Electronic correlations and, in particular, magnetism, have pronounced effects on the band structure in kagome materials. For instance, in Co₃Sn₂S₂ the magnetic splitting of bands shifts the FBs and Weyl points toward $E_{\rm F}$, making electrons possess the properties of both correlation and topology. Similarly, as summarized in Figs. 3(h)–(j), the magnetic splitting in FeGe, which is proportional to the ordered magnetic moment [19], elevates the VHSs close to $E_{\rm F}$, improving the activity of electronic states and thus the possibility of CDW instability. However, unlike the nesting mechanism of VHSs in AV₃Sb₅, our experimental observations suggest a different origin of CDW in FeGe. As compared in Fig. 3(k), CsV₃Sb₅ and FeGe exhibit distinct charge responses to the CDW transition. The former shows a clear gap feature of CDW due to the nesting of VHSs around the M-point [38], whereas these features are absent in the latter.

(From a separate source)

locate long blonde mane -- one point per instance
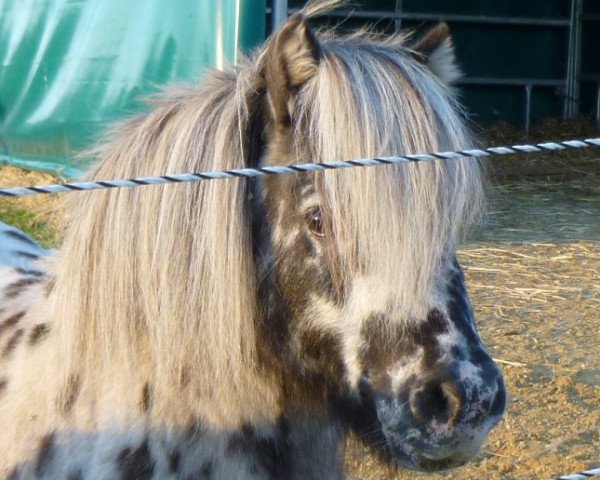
(161, 279)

Recent theoretical calculations and ARPES measurements in FeGe provide a novel CDW mechanism, where the CDW is primarily driven by saving magnetic energies via a first-order structural transition involving large partial Ge1-dimerization [22, 23]. ARPES experiments on annealed samples did not detect the CDW gap but instead a sudden jump of bands originating from the enhanced spin-polarization in the CDW phase [23]. Our findings of charge dynamics are fully consistent with these above theoretical and experimental facts, thus supporting such a novel CDW mechanism.

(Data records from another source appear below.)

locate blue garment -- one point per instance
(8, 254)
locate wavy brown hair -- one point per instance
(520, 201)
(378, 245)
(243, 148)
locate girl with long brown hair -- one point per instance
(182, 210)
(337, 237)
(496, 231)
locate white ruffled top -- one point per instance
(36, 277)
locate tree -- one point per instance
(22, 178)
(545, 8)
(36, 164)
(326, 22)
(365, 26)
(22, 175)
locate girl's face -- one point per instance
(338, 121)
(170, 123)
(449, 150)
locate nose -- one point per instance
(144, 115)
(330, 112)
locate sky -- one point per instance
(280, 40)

Accordingly, the sudden SW changes at the CDW transition can be explained by the jump of VHS1 relative to $E_{\rm F}$. Specifically, as illustrated in Figs. 3(i–j), VHS1 lies slightly below $E_{\rm F}$ at $T\sim T_{\mathrm{CDW}}$ and then abruptly shifts above $E_{\rm F}$ at $T<T_{\mathrm{CDW}}$ for our sample. This band jump is also evident in the shift of the $\beta$ peak. As demonstrated in the Figs. 3(l–m), the $\beta$ peak shows an increase of about 20 meV after the CDW transition, which is consistent with the results of the ARPES experiments [23]. Note that, in annealed or hole-doped samples, since VHS1 is already positioned above $E_{\rm F}$ at $T\sim T_{\mathrm{CDW}}$ (marked by green dashed line) due to stronger magnetic moment [23, 45] or hole doping, the further upward shift of VHS1 at $T<T_{\mathrm{CDW}}$ may not result in obvious changes in SW. This may clarify why another recent optical study on FeGe did not find strong SW redistributions under the CDW transition [46].

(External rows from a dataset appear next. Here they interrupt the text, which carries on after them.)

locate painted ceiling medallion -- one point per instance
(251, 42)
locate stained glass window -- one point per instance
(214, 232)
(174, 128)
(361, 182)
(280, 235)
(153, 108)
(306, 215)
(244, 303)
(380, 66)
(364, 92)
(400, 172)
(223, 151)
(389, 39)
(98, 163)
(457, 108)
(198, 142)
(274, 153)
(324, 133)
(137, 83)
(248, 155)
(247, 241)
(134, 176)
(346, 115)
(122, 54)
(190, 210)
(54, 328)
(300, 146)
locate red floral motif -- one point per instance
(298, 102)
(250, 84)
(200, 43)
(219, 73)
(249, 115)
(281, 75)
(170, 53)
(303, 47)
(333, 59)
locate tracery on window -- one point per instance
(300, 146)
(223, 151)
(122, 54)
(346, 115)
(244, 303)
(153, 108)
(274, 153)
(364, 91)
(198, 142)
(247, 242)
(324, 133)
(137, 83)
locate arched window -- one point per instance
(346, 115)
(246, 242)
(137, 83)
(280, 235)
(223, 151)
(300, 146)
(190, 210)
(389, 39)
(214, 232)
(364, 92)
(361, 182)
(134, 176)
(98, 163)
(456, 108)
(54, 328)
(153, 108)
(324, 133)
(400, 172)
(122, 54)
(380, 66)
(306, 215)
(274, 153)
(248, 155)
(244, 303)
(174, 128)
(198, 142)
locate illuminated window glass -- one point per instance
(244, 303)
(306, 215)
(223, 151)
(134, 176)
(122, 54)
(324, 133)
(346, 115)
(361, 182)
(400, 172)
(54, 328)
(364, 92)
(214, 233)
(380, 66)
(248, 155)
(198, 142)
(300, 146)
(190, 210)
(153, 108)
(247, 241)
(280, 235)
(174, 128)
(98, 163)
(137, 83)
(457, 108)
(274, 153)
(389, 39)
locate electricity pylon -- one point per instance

In summary, our optical conductivity measurements revealed rich information about the charge dynamics in FeGe, including a remarkable optical anisotropy, moderate electronic correlations, unconventional SW redistributions associated with magnetization-induced band shift and CDW transition, as well as a first-order transition and 3D character of CDW. These findings contrast with the conventional CDW mechanism observed in other kagome metals, and instead highlight a novel mechanism involving the intricate interplay among structure, magnetism, electronic correlations, and charge order in FeGe.